Bugün vatandaşın ev alırken yola, hastaneye yakın olsun
ısrarının şuur altında yolsuz, susuz, hastanesiz o yıllar yatmaktadır.
Anadolu sahipsiz idi..
Yavuz Bülent Bakiler’in ifadesiyle:
“Ben Anadolu’yum.../
Yıllar yılı susuz kaldım, yıllar
yılı aç... / Şükrederek, kalktığım
sofralarımda / Ya soğan ekmek olur,
yahut bulamaç. / Hastalarım ölüm yataklarında / Ne doktor yüzü gördüm, ne ilaç. / Zaman
zaman nankör çıktı büyütüp
okuttuğum, / Gölge vermedi çok kere
diktiğim ağaç... / Devlet denince hep vergi geldi aklıma / Jandarma deyince
kırbaç... / En gümrah ırmaklarım boşuna
akıp gitti / Üç beş adım ötesinde toprağım vardı kıraç. / Gittim, yiğitçe
döğüştüm gazâ meydanlarında / Ne tak-ı zaferler istedim, ne taç... / Savaşta çiğnetmedim hilâli düşmanlara / Barışta düştü üstüme gölge gölge haç...”
Menderes’i
asanlar: “ Çok ağlama, Menderes baraj
yapar.” diyerek kendilerince onu aşağılamış oluyorlardı.

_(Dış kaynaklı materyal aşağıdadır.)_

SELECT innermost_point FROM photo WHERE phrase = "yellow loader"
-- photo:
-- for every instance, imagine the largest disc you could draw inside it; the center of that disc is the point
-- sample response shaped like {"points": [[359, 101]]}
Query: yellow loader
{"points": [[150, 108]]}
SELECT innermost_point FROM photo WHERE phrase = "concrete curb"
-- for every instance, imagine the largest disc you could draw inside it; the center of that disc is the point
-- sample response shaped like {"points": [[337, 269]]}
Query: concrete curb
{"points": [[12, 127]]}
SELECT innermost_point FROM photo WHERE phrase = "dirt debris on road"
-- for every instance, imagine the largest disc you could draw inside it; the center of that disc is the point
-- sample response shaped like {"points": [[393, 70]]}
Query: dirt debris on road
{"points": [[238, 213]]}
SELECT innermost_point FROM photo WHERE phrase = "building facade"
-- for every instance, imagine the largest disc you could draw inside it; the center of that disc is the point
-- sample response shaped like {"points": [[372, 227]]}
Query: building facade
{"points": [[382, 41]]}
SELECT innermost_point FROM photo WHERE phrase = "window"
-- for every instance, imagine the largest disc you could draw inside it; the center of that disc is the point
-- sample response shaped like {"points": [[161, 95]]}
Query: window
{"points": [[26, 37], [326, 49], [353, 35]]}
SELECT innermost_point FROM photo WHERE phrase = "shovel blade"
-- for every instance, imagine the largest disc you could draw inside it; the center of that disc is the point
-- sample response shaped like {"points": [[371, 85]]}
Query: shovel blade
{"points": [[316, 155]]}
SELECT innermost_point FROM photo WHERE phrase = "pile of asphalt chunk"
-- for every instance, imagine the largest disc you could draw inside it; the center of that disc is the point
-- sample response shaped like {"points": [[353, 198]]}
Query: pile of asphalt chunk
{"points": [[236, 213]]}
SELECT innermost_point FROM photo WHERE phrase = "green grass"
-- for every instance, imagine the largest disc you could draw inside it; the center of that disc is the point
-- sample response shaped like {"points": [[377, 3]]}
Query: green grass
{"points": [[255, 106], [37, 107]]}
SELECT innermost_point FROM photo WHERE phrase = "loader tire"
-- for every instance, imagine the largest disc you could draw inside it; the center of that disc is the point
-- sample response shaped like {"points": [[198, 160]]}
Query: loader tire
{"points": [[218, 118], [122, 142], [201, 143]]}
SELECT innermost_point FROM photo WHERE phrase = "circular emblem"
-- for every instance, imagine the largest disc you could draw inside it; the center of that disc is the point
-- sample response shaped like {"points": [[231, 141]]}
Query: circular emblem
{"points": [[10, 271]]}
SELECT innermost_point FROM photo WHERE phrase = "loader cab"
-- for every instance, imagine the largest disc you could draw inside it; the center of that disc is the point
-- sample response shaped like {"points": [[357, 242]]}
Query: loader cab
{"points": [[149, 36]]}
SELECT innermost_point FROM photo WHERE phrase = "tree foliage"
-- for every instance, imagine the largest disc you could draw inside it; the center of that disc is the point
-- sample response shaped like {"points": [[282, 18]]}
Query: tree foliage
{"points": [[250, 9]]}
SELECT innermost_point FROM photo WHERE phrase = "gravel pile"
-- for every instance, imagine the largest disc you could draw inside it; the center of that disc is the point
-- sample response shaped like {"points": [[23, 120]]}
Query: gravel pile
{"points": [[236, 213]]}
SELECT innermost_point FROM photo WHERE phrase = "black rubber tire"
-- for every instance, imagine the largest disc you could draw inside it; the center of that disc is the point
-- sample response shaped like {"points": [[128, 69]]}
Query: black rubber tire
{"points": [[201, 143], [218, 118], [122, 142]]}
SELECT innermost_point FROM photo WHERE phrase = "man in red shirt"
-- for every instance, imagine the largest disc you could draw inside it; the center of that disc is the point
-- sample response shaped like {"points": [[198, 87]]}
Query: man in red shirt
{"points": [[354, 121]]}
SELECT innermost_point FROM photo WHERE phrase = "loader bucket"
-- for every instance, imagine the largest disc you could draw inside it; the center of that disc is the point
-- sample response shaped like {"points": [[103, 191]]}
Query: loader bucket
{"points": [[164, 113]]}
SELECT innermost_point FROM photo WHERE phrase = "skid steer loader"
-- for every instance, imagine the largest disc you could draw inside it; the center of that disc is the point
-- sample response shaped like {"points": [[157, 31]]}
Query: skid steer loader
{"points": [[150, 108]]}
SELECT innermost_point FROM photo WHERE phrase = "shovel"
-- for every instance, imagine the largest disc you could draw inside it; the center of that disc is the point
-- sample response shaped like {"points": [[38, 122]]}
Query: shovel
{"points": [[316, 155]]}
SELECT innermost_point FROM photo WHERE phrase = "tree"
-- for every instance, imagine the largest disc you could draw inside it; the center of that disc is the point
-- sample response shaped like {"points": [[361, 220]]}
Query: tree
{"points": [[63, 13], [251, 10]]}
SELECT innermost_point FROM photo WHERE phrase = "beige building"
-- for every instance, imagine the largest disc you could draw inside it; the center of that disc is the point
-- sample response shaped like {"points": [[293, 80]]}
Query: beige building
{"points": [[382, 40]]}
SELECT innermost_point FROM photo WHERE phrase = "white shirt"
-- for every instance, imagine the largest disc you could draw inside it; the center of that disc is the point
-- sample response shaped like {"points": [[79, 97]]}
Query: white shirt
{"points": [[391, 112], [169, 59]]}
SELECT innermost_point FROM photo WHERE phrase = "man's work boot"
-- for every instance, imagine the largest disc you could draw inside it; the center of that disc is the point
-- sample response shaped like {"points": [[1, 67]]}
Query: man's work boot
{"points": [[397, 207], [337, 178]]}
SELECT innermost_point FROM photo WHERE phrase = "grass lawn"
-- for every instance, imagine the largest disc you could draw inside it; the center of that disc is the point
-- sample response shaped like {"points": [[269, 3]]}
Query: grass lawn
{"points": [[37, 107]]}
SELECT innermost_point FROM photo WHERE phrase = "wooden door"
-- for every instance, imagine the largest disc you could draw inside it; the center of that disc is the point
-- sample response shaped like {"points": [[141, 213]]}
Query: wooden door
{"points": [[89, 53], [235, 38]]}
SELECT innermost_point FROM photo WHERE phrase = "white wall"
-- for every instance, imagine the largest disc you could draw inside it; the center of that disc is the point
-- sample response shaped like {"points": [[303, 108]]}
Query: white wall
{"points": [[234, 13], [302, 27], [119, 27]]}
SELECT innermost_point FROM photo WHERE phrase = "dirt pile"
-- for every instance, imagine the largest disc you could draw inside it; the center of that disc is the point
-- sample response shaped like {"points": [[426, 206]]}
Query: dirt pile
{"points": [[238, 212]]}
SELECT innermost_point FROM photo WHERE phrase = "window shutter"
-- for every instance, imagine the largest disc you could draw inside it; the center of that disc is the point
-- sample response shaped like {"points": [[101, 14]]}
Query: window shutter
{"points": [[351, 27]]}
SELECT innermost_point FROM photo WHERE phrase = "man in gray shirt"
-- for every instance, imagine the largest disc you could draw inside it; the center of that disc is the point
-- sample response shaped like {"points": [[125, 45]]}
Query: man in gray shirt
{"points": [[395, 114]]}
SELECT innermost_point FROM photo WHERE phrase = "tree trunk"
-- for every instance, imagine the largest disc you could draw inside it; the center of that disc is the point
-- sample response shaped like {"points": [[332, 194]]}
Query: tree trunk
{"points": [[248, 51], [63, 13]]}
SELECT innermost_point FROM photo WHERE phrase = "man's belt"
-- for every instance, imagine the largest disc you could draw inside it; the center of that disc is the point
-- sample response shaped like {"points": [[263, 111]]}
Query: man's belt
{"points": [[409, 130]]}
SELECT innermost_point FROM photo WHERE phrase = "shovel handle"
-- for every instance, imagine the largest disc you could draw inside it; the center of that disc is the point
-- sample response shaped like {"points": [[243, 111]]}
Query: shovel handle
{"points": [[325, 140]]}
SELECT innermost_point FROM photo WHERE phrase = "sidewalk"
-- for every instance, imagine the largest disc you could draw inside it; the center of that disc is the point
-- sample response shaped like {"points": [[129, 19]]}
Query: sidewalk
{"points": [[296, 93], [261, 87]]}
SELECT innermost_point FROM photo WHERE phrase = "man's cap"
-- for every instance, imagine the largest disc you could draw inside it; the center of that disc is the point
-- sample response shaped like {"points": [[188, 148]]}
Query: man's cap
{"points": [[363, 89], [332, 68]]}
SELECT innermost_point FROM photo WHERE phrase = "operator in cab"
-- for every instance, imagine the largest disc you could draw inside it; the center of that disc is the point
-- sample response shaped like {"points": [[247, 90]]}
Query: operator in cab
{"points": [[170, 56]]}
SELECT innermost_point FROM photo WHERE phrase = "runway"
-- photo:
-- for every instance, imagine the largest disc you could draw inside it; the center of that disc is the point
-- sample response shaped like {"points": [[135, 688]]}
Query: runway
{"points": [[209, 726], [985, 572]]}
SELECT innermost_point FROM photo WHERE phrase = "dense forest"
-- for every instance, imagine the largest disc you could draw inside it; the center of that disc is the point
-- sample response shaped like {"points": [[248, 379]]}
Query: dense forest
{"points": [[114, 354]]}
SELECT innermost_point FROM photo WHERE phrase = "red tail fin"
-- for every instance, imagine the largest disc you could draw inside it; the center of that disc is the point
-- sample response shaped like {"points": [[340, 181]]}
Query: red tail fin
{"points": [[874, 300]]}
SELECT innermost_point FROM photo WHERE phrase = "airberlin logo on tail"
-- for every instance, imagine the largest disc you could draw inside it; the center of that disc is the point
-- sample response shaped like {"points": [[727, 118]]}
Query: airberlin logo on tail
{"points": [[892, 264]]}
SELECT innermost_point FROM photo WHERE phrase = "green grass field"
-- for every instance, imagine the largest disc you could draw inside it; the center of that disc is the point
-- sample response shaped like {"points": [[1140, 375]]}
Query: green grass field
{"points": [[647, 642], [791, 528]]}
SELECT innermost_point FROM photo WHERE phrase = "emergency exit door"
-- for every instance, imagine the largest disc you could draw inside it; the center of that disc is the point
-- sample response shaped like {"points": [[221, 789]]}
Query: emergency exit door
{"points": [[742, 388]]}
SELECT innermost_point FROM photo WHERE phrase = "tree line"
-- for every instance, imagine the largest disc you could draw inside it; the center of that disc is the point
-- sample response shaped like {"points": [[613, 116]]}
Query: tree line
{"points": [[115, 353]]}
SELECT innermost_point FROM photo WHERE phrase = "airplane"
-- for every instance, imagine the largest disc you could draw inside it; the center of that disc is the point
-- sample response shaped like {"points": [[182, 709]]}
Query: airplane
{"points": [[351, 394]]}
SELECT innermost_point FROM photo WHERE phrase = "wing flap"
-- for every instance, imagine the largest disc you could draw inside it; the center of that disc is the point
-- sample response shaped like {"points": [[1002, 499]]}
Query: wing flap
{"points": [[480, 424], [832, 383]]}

Terör örgütü yandaşlıklarının alt yapısını böyle
oluşturdular. Teröre, Joe Bidenlara
böyle entegre oldular.
Türkiye’nin
başarıları onlar için kâbus…
320 milyar
metreküp doğal gaz morallerini fena
bozdu.
İsveçli Ekonomi Stratejisti Per Hammarlund, Türkiye'nin Karadeniz'de doğal gaz bulmasının olumlu bir durum olduğunu, Türkiye'nin
uzun vadede borçlanma ihtiyacının azalacağını, Türk lirasının istikrar
kazanacağını" ifade ediyorken ‘Yerli
Baydınlar’ ise felaket senaryoları yazıyorlar.
Türkiye, makus
tarihini zafere dönüştürüyor.
Sismik araştırma gemilerimiz: Barbaros Hayreddin Paşa ve Oruç
Reis "denizlerin röntgenini çekmeye", sondaj gemilerimiz: Fatih, Yavuz ve Kanuni de enerji kuyuları
açmaya devam ediyor.
Türkiye’de cadde
ve meydanlara teröristlerin isimlerini vermeye yeltenen, Fatih,
Yavuz, Kanuni, Recep Tayyip Erdoğan, Berat Albayrak, Selçuk Bayraktar, adlarını duyunca da kurt görmüş eşeğe dönüşen,
Türkiye’nin kalkınmasından, huzurundan çılgınlaşan bir güruh var.